Reporting change for pensionable earnings

Under the previous rules (before January 1, 2012), as an employer you had to stop deducting CPP contributions from an employee's pensionable earnings when the employee:

  • was 60 to 70 years of age; and
  • gave you proof that he or she was receiving a CPP or Quebec Pension Plan (QPP) retirement pension (for example, an award letter issued by Human Resources and Skills Development Canada).

Since January 1, 2012, you may have to deduct CPP contributions from the pensionable earnings you pay an employee who is 60 to 70 years of age, even if the employee is receiving a CPP or QPP retirement pension.

Under the new rules, an employee who works and receives a CPP or QPP retirement pension now has to contribute to the CPP if he or she is:

  • 60 to 65 years of age;
  • 65 to 70 years of age, unless the employee has filed an election with you or another employer to stop paying CPP contributions (the election will take effect on the first day of the month following the month the employee provides you with a completed and signed election form);
  • 65 to 70 years of age, if the employee revoked his or her election to stop paying CPP contributions in 2013 or later.

Notes
These legislative amendments do not affect the salary or wages of an employee who is considered to be disabled under the CPP or QPP, nor do they affect the salary and wages of a person who has reached 70 years of age. Do not deduct CPP contributions from the salary and wages that you pay these employees.

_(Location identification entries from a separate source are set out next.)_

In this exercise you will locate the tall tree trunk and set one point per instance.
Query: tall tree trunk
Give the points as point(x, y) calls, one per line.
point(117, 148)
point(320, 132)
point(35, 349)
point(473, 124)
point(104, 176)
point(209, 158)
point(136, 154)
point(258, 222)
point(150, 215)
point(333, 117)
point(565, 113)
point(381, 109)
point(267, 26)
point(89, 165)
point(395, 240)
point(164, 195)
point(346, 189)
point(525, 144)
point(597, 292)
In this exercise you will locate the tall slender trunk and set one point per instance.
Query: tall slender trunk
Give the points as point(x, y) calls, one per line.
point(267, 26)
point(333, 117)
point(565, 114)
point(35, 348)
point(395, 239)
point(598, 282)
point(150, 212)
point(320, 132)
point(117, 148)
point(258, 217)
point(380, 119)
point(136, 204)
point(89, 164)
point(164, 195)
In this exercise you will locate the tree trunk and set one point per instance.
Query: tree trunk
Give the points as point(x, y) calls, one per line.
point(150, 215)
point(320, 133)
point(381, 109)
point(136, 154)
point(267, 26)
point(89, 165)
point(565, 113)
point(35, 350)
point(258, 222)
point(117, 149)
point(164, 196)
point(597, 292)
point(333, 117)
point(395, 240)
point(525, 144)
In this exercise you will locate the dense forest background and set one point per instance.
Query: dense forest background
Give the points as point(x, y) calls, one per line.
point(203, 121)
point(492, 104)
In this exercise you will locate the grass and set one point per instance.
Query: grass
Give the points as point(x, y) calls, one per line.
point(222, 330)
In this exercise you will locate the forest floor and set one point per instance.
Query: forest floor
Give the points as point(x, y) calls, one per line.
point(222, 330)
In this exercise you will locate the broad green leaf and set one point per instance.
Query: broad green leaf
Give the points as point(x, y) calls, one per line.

Employees working in Quebec and other workers not subject to the CPP are not affected by these changes.

For more information about these changes, consult the page Changes for employers on the CRA Web site.

CPP Proration

The CPP contribution must be prorated in the following circumstances:

  • the employee turns 18 in the year;
  • the employee turns 70 in the year;
  • the employee starts receiving a retirement pension from the CPP or the QPP, is between 65 and 70 years of age and has elected to stop contributing to the CPP;

  • the employee is considered to be disabled under the CPP or QPP;
  • the employee dies in the year.

In these cases, first override box 26 to enter the difference between the employee’s total income for the year (box 14) and the remuneration paid to the employee in any one of the following periods:

  • before and during the month the employee turned 18;
  • after the month the employee turned 70;
  • during the months the employee was considered to be disabled under the Canada or Québec Pension Plan;
  • the period starting the first day of the month following the month where the employee gave you a copy of form CPT30, Election to Stop Contributing to the Canada Pension Plan, or Revocation of a Prior Election;

  • after the month the employee died.

Then, enter the number of weeks during which the employee was eligible to contribute to the CPP in the box titled "Periods of pensionable employment CPP/QPP." Enter the number of weeks included in either:

  • the period after the employee turns 18;
  • the period before the employee turns 70;
  • the period prior to the first day of the month following the month where the employee gave you a copy of form CPT30, Election to Stop Contributing to the Canada Pension Plan, or Revocation of a Prior Election;

  • the period during which the employee was not considered disabled; or
  • the period before death.

QPP Proration

Contributions to the QPP also have to be prorated, but only in the following circumstances:

  • the employee turns 18 in the year;
  • the employee is considered to be disabled under the CPP or QPP;
  • the employee dies in the year.

In such cases, proceed as indicated above in the CPP section. Do not forget, however, to override both box 26 of the T4 slip and box G of the RL-1 slip to enter pensionable earnings.

Note: A proration is not performed in the case of an employee who turns 70 or who begins to receive a retirement pension from the CPP or QPP in the year.